State of Play’s TL;DR
- Michigan auditors say the state did not adequately monitor several public hotlines, including the Michigan Problem Gambling Helpline.
A new audit from the Michigan Office of the Auditor General found weaknesses in the Michigan Department of Health and Human Services’ (MDHHS) oversight of hotline services that handle roughly 700,000 contacts a year at a taxpayer cost of $24 million in fiscal year 2025.
While the findings cover multiple services, the gambling-related takeaway is straightforward: support infrastructure matters, and oversight failures can undercut trust in it.
Major database inefficiencies
The audit said MDHHS oversight of Michigan 211 was “not sufficient” and classified that finding as a “material condition.” Michigan 211 alone handles about 576,000 contacts annually, but auditors found it failed required database accuracy standards in six of seven quarters reviewed.
The contractor was supposed to confirm that 90% of database records were accurate every 12 months but met that standard in only one quarter during the audit period.
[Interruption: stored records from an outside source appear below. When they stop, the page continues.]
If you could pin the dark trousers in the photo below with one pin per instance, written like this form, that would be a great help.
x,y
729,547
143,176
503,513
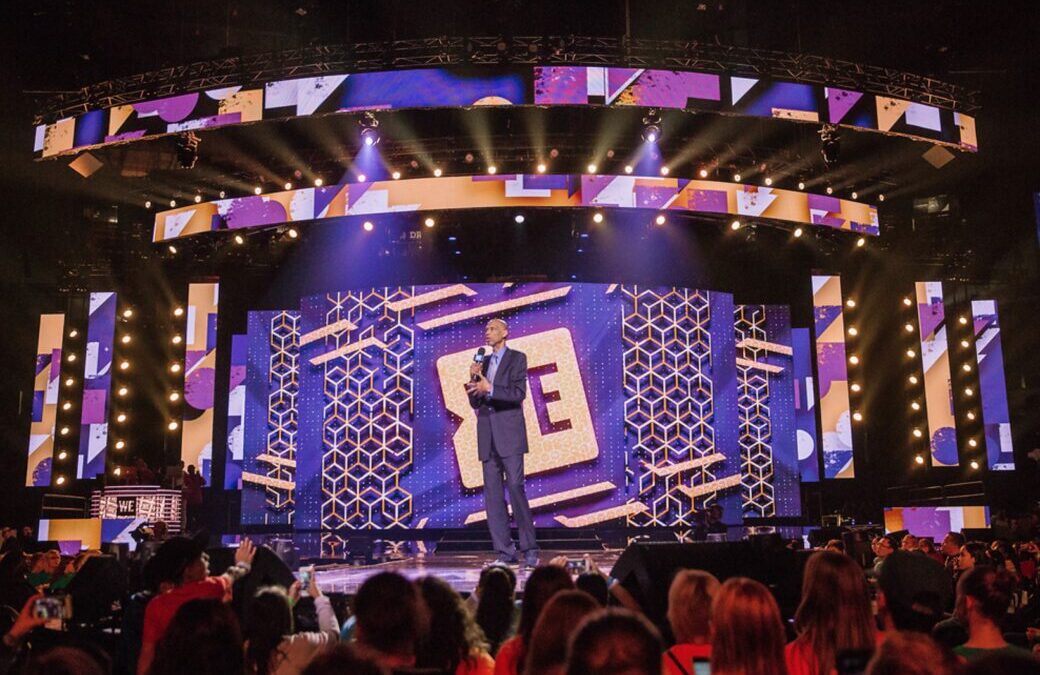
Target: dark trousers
x,y
501,473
Auditors also found average answer times ranged from three to six minutes, well above the contract target of 1 minute and 30 seconds. According to the audit, MDHHS could not show it reviewed performance reports, followed up with Michigan 211, or considered penalties when requirements were missed.
The report also cited weaknesses tied to the Michigan Problem Gambling Helpline. Neither MDHHS nor the helpline grantee obtained an annual comprehensive third-party audit or other assurance report of the grantee’s information system controls during the audit period, which ran from October 2022 through June 2024.
Broader monitoring gaps
Problem gambling helplines are part of the consumer-protection framework around online betting and casino play. If oversight is weak, readers may reasonably question whether service standards, reporting, and technology controls are being checked closely enough.
The audit also found broader monitoring gaps inside MDHHS. Auditors reviewed 20 employees involved in monitoring several hotlines and found 15 had not completed a conflict-of-interest disclosure or had completed one five to 21 years before the contracts or agreements took effect.
The department also lacked a formal process for Michigan 211 to report complaints from hotline users.
For operators, the story is indirect but relevant. Responsible gambling tools and referral systems are a key part of the broader regulated market. When a state’s own oversight of support services comes under scrutiny, it puts more attention on accountability across the entire gambling-harm ecosystem.
Changes promised
MDHHS agreed with the findings and said it will strengthen oversight. The department also said it will work with the Department of Technology, Management and Budget on possible penalties when contract requirements are not met.
The agency has 60 days after the audit’s release to develop a corrective action plan and submit it to the State Budget Office.